Microorganisms infect computer chips

By Eric Smalley, Technology Research News

Some microorganisms can cover themselves with semiconductor material, a feat that could boost nascent efforts to integrate living systems with integrated circuits.

The semiconductor shell-making microorganisms were discovered by a coalition of research centers tasked with improving semiconductor yields.

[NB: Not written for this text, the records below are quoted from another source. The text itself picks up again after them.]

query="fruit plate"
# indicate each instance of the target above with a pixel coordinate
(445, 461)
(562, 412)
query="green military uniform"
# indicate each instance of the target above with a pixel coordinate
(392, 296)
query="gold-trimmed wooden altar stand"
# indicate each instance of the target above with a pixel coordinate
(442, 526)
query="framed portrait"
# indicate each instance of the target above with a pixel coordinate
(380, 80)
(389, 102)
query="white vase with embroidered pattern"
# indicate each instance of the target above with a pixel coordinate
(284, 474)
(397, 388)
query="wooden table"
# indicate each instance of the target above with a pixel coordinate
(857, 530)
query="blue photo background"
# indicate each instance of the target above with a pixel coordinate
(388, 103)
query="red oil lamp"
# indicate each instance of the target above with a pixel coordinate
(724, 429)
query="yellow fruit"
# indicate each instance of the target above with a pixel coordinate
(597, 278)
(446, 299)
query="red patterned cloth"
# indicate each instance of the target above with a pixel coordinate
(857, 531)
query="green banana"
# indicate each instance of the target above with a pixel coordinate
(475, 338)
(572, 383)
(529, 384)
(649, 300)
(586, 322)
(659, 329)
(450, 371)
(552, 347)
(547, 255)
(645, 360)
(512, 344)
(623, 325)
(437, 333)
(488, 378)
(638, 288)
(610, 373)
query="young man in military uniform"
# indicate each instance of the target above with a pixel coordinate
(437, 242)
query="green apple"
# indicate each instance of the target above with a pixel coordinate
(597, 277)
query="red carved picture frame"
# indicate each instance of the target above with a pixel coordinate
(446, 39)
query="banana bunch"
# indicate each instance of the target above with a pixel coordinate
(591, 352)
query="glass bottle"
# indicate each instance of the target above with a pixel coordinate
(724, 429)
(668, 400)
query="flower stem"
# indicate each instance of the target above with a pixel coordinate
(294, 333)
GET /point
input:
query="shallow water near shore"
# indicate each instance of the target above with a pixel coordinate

"This was a completely serendipitous finding. We were trying to discover why the ultrapure water supplies in semiconductor manufacture [become infected] from time to time," said Robert Baier, director of the National Science Foundation Center for Biosurfaces at SUNY Buffalo.

The researchers found fifty-nine different microorganisms that were able to survive the harsh semiconductor manufacturing process, which means withstanding vacuum, radiation and toxic chemicals. "They're all living in this extreme environment where there's no nutrition or substratum for them to live on," said Baier.

The microorganisms survive by using atoms from the surface of the semiconductor material to create a crystal shell, sealing themselves off from the outside environment. The microorganisms appear to survive indefinitely, Baier said.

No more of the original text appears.